Daha sonra duruşma savcısı İsmail Şafak, sanık Demir'e sorular yöneltti. Demir, bu sorular üzerine yakalama kararı çıkarıldıktan sonra Gaziantep'te kaldığını ve iki ev değiştirdiğini söyledi.
Savcı Şafak'ın, iddianameyi hazırlayan savcıyla ilgili sözleri ve hakim karşısındaki tutumunu hatırlatarak, "Bu cesareti kimden alıyorsun?" sorusu üzerine Demir, "Kimseden cesaret almıyorum. Suçsuz olduğumdan, ani stresle öyle konuşmuş olabilirim." dedi.
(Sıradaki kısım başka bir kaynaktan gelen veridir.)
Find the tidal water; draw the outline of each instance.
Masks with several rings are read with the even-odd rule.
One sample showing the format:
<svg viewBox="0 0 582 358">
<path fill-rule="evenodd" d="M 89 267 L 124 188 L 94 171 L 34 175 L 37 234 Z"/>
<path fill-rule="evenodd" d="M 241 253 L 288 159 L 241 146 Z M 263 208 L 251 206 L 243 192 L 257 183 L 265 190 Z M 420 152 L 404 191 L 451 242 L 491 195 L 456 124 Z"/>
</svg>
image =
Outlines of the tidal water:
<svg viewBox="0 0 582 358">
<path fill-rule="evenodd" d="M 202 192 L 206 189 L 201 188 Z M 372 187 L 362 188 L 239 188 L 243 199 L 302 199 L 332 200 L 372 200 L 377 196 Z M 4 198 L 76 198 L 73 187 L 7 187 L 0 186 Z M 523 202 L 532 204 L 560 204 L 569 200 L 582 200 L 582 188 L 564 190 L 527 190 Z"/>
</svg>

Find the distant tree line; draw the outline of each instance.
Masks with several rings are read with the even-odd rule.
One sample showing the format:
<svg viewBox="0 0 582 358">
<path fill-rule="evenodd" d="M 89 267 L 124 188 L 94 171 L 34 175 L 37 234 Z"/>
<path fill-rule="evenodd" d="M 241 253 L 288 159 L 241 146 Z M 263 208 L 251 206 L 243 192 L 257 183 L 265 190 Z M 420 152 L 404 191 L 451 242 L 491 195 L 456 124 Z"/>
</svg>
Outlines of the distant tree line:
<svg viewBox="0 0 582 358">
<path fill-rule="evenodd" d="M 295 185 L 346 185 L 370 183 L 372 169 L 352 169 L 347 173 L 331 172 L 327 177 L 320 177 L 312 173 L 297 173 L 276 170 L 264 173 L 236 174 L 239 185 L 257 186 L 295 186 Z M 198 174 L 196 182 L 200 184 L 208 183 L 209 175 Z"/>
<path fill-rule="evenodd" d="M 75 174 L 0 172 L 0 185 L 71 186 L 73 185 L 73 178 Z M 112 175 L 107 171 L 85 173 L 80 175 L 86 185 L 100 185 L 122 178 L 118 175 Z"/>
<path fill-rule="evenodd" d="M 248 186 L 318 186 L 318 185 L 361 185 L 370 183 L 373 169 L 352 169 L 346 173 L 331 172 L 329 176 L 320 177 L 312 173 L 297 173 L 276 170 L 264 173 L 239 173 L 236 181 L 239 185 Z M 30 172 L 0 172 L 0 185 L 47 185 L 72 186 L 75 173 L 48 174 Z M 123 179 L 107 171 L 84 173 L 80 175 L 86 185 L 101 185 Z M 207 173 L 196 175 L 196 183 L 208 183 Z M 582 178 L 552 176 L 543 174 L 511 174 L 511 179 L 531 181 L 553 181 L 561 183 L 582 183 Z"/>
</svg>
Savcı Şafak, iddianameyi düzenleyen cumhuriyet savcısına savunma sınırlarını aşarak hakarette bulunması ve "Buradaki müştekileri siz susturmazsanız, ben sustururum" diye tehditte bulunması nedeniyle gereğinin takdir ve ifası için cumhuriyet savcılığına suç duyurusunda bulunulmasını istedi.
Müşteki avukatı Özcan Karakoç da sanığın "şerefsiz avukatlar" ifadesini kullanması nedeniyle avukatlar açısından da mağduriyet söz konusu olduğunu söyledi.
Karakoç, ayrıca intihar eylemcilerini Ankara'ya götüren Halil İbrahim Durgun ve eşini evine alan sanık Murat Akaltın'ın eşi Hatice Akaltın hakkında yakalama kararı çıkarılması, diğer sanıkların tutukluluk hallerinin devam etmesi talebinde bulundu.
SANIK AKALTIN HAKKINDA YAKALAMA KARARI
Mahkeme heyeti, sanık Akaltın'ın daha önce de mazeretinin reddine karar verilerek duruşmada hazır olmadığı takdirde yakalama emri çıkarılabileceğinin belirtilmesi ayrıca sanığın savunmadan kaçması nazara alınarak, hakkında yakalama emri çıkarılmasına karar verdi.
Sanık Abdülmuttalip Demir'in ise savunma hakkı sınırlarını aşarak, iddianame düzenleyen cumhuriyet savcısı, müştekiler ve müşteki avukatlarına yönelik hakaret ve tehdit içeren ifadeleri nedeniyle gereğinin takdir ve ifası için cumhuriyet başsavcılığına müzekkere yazılması kararlaştırıldı.
Sanıkların tutukluluk hallerinin devamına karar verildi.
Duruşma müşteki ifadeleriyle yarın devam edecek.